Thanks for the info. It will help someone. I do not have any of the original diesels.
I am sure some day I will end up with some. 

Oh, and welcome to the S forum.


----------



## mopac (Feb 24, 2011)

Thanks for the info. It will help someone. I do not have any of the original diesels.
I am sure some day I will end up with some. 

Oh, and welcome to the S forum.


----------



## mopac (Feb 24, 2011)

OOPS, sorry for double post. Stupid computer.


----------



## AmFlyerFan (Jan 27, 2019)

Welcome KCampbellNH.
Here's my Baldwin 355 story; kinda long.
Last winter I discovered this site while trying to get my 355 running again. It was my first AF; X-mas 1957.
I've always had issues with the brushes. I tried soldering up a couple of sets of new brushes. They're tough to do. 
Not happy with the results, I have an order placed with www.Portlines.com for parts in general + a Can motor and reverse unit for my Baldwin. I'm waiting on my order now. Once I get them installed I'll let everyone here know.
And yes, mine has that cracked screw hole. Dad did it while showing me how to put it back together, a learning process for both of us.


----------



## mopac (Feb 24, 2011)

Not far back in the forum, just a few days, we have some info on repairing those screw
holes. JB Weld is your friend.


----------



## AmFlyerFan (Jan 27, 2019)

I learned all about JB Weld here. I've used it on a couple of holes (successfully). I'm gonna leave my Baldwin patch in place. Whenever I see it I remember Dad and his lessons.


----------



## BrokeCurmudgeon (Feb 8, 2016)

mopac said:


> OOPS, sorry for double post. Stupid computer.


I hate this damn computer,
I wish they would sell it.
It never does what I want,
Only what I tell it.:laugh:


----------



## flyernut (Oct 31, 2010)

Welcome to the forum.. I have 3 Baldwins, and they all run perfectly.. I bought one of them at a train show, and the seller told me it was just rebuilt, and runs perfectly.. Well, I got it home, put it on the track, it went 2-3 feet and burned up...Some rebuild... The most important thing to remember is to center the armature in the field, precisely. Dad bought me the set in 1957 too!!!


----------



## cramden (Oct 13, 2015)

Welcome to the forum. Thanks for the tip on the Baldwin motors. Always good to have another "S" guy to share information with.


----------



## flyernut (Oct 31, 2010)

BrokeCurmudgeon said:


> I hate this damn computer,
> I wish they would sell it.
> It never does what I want,
> Only what I tell it.:laugh:


Good morning Fred, how are you doing/feeling??


----------



## BrokeCurmudgeon (Feb 8, 2016)

flyernut said:


> Good morning Fred, how are you doing/feeling??

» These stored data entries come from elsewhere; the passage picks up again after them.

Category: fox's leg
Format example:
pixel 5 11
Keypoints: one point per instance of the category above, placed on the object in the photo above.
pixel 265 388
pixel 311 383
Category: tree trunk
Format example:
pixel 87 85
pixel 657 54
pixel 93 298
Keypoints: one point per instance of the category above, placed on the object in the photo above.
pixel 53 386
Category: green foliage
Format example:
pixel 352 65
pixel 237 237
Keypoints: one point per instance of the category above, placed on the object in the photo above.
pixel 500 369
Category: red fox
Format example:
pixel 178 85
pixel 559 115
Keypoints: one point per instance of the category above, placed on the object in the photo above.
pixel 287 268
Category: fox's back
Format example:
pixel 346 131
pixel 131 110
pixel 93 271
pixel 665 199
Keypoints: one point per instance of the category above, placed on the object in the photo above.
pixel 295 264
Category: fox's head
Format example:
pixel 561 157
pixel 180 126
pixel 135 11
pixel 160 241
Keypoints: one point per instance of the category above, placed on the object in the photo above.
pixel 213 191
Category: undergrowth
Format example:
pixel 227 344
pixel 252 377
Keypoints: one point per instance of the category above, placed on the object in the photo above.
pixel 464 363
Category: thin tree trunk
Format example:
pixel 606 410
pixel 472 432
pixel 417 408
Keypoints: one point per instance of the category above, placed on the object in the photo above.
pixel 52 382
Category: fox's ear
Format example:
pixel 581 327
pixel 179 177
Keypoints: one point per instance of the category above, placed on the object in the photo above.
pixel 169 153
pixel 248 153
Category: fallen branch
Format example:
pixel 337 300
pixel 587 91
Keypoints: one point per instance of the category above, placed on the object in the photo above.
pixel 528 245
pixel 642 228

Not too bad for an old fat man. Thanks Loren! However I ended up getting Influenza A that put me in bed for about three weeks. All seems better now. I always look for your posts, so please keep them coming.


----------



## dterhu (Sep 26, 2018)

flyernut said:


> Welcome to the forum.. I have 3 Baldwins, and they all run perfectly.. I bought one of them at a train show, and the seller told me it was just rebuilt, and runs perfectly.. Well, I got it home, put it on the track, it went 2-3 feet and burned up...Some rebuild... The most important thing to remember is to center the armature in the field, precisely. Dad bought me the set in 1957 too!!!


Now I'm wondering if my problem is the armature is not centered. Is it complicated/difficult to check this?
Thanks.


----------



## flyernut (Oct 31, 2010)

dterhu said:


> Now I'm wondering if my problem is the armature is not centered. Is it complicated/difficult to check this?
> Thanks.


No, not complicated. I just eye-ball mine, sometimes it's a hit or miss but it can't hurt.Flyer diesels are VERY finicky!!!!!!!!!!!!!!!!!!!!


----------



## AmFlyerFan (Jan 27, 2019)

My first AF was a Baldwin 355, X-mas 1957. Over the years I've fiddled with it mostly short term and Finicky is the word.
Last winter I put a can motor & Dalee reverse unit in it. Problem solved; it now runs great. I highly recommend it. It will pull 8 cars until the Pulmors need cleaning.
I discovered this site while looking for a solution. I couldn't be happier!


----------